# bruckner 4th symphony



## Mark60 (Mar 27, 2009)

hello,
years ago I heard a musicologist to mention the fact that the (beautiful) opening theme of the second movement (andante quasi allegretto) of the E flat 'Romantic' symphony of A. Bruckner derived from a theme of J.S. Bach (in fact there is a similarity of style and atmosphere). 

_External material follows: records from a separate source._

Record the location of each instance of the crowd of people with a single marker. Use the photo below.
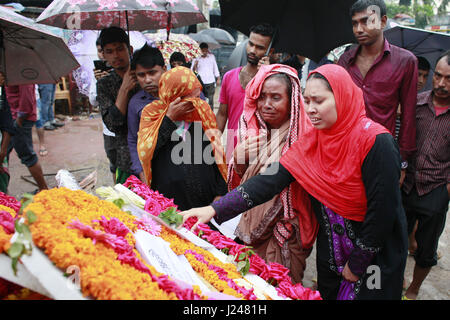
(352, 156)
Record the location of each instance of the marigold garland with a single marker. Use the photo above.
(102, 275)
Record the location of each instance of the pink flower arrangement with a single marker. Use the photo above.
(152, 206)
(274, 273)
(9, 201)
(7, 222)
(149, 225)
(144, 191)
(223, 275)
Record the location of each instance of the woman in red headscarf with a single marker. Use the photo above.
(350, 167)
(268, 127)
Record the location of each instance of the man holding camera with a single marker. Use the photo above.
(114, 92)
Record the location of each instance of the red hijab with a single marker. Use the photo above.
(295, 200)
(327, 163)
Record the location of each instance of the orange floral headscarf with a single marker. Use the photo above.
(177, 82)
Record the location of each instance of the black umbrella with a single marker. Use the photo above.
(308, 27)
(424, 43)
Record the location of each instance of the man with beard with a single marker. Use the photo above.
(386, 74)
(114, 92)
(148, 64)
(232, 92)
(426, 189)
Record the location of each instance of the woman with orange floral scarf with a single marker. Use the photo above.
(179, 144)
(268, 127)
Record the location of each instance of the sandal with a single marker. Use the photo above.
(43, 152)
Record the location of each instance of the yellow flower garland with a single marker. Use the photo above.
(4, 237)
(102, 275)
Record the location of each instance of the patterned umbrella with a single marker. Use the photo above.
(128, 14)
(177, 42)
(82, 45)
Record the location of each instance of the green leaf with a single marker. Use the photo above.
(31, 216)
(18, 226)
(16, 250)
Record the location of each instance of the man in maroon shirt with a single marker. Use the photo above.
(386, 74)
(426, 189)
(22, 101)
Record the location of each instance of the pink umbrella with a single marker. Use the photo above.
(177, 42)
(128, 14)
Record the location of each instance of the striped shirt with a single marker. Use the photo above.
(430, 167)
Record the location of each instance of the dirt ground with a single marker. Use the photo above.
(78, 146)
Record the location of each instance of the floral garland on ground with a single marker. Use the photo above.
(73, 228)
(9, 209)
(220, 275)
(273, 273)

Unfortunately I have forgotten which was the theme of Bach ...
Can anyone help me?

thanks


----------



## Manxfeeder (Oct 19, 2010)

I haven't heard it compared to Bach, but it's been compared to the second movement of Schubert's Piano Trio.


----------



## Mark60 (Mar 27, 2009)

oh yes, it may be but I think it's very close to a piece by Bach.
I think eg. themes such as the slow movement of the Fifth Brandenburg concert, do you agree?

I have to find...


----------



## Manxfeeder (Oct 19, 2010)

I'm not hearing as close a connection to the Brandenburg, but I'm not saying it couldn't be.


----------



## toucan (Sep 27, 2010)

If the Andante resembles Schubert, then Boris Blacher is redeemed for composing *Concertante* op. 10, which resembles the Scherzo. Besides, the music is fun. As is the Scherzo.


----------